They are basically the same idea as regular expressions, but more flexible: you have a bunch of combining operations for your regular languages to build bigger regular languages. But that doesn't tell you how it's implemented in the backend. Could be Recursive, could be automata, could be backtracking, could be anything.

If you want to write your first compiler, I'd even go so far as to suggest to use something with a Lisp syntax as your source language, explicitly so you can minimise the parsing aspect.

Parsing is a lot of fun by itself, but it doesn't actually have much to do with the core of what makes compilers interesting and challenging. It's almost an independent pursuit, and very useful outside of writing compilers, too.

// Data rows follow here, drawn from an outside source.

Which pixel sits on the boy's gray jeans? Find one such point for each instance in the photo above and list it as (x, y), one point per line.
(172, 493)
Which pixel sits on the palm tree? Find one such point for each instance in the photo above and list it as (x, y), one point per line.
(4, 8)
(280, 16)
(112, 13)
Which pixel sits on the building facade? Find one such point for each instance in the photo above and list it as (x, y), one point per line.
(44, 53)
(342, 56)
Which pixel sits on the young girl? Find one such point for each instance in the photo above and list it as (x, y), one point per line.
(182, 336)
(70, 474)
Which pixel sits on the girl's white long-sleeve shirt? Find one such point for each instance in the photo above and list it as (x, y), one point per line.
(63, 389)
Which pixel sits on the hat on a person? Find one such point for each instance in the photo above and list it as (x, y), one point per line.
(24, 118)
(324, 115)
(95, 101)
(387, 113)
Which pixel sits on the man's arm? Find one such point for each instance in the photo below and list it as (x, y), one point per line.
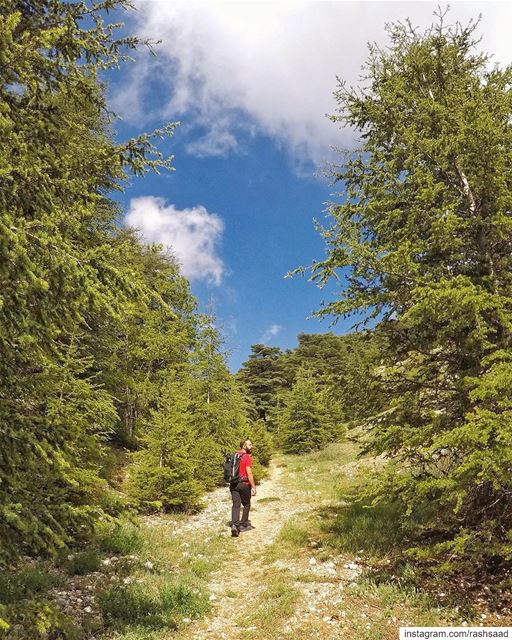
(250, 477)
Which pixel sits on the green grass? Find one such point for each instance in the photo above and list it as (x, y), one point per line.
(274, 606)
(355, 527)
(82, 562)
(154, 604)
(121, 539)
(26, 583)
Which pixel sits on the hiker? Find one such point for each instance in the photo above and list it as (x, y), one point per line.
(242, 491)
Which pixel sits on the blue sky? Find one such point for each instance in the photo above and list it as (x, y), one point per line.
(251, 84)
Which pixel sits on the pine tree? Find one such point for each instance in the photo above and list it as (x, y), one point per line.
(263, 375)
(424, 236)
(219, 408)
(165, 474)
(59, 272)
(303, 427)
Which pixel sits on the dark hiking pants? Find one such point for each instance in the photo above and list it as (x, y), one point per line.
(241, 495)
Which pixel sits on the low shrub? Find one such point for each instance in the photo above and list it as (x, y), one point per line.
(83, 562)
(25, 583)
(121, 540)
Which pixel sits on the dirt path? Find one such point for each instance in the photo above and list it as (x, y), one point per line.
(317, 584)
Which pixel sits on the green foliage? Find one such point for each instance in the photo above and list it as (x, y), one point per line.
(263, 376)
(83, 562)
(164, 472)
(61, 276)
(302, 424)
(262, 442)
(25, 583)
(158, 606)
(120, 539)
(423, 236)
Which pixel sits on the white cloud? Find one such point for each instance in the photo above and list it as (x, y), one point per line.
(227, 66)
(270, 333)
(191, 234)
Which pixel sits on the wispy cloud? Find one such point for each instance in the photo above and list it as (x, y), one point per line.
(191, 234)
(234, 67)
(270, 333)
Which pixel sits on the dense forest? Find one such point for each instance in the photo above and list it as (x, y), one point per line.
(112, 382)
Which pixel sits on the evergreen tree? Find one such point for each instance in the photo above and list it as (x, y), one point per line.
(165, 471)
(219, 408)
(424, 235)
(263, 375)
(58, 269)
(303, 427)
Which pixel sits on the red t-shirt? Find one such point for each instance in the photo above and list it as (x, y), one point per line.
(246, 461)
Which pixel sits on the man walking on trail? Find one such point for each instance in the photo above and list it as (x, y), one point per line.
(242, 491)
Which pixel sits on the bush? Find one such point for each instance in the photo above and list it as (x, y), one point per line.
(25, 583)
(152, 606)
(121, 540)
(39, 620)
(83, 562)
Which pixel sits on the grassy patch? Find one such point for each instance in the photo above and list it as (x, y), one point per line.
(153, 604)
(82, 563)
(274, 606)
(355, 527)
(121, 539)
(26, 583)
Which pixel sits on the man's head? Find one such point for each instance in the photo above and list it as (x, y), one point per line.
(246, 445)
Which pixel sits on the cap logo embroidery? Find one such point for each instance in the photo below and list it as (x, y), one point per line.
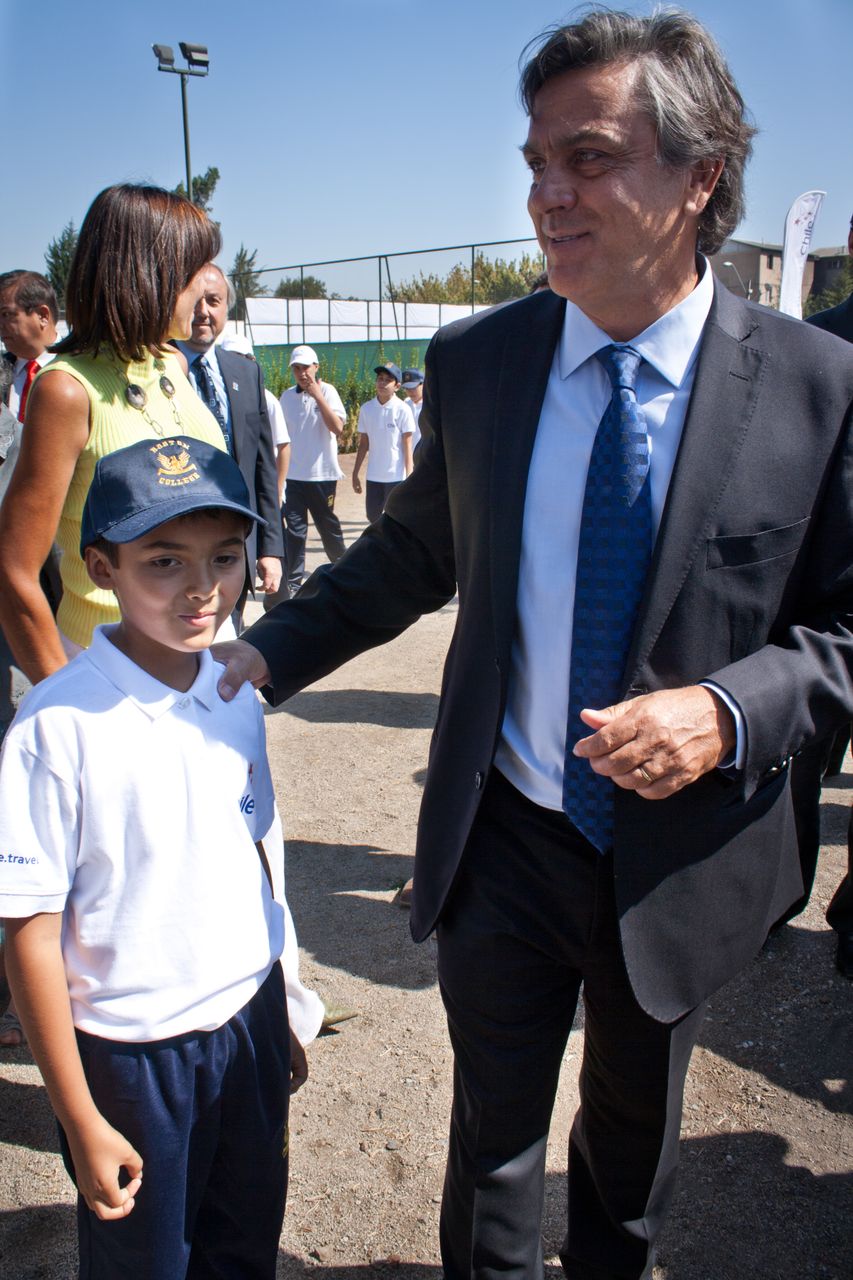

> As far as I can tell, parser combinators are just one way that promises to let "write a compiler without understanding abstract languages" but all these methods actually wind-up being libraries that are far complicated than gp's "recursive descent + pratt parsing", which is easy once you understand the idea of an abstract language.

Where do you suspect the complexity here? You can write a toy library for parser combinators that's really simple, if your implementation language is at least as capable as Rust or even Python (with Haskell and OCaml being probably the easiest). If you are using an off-the-shelf industrial-stength, production-grade parser combinator library: of course, that's complicated under the hood. That's the price the authors wilingly pay for great error handling and performance etc.

For most people writing their first compilers, they would better off starting the project from when they already have some tree or DAG representation. Plenty of (more!) interesting challenges left. Going from stream of bits to the parsed syntax tree is something they can learn about later (or not at all), without missing much.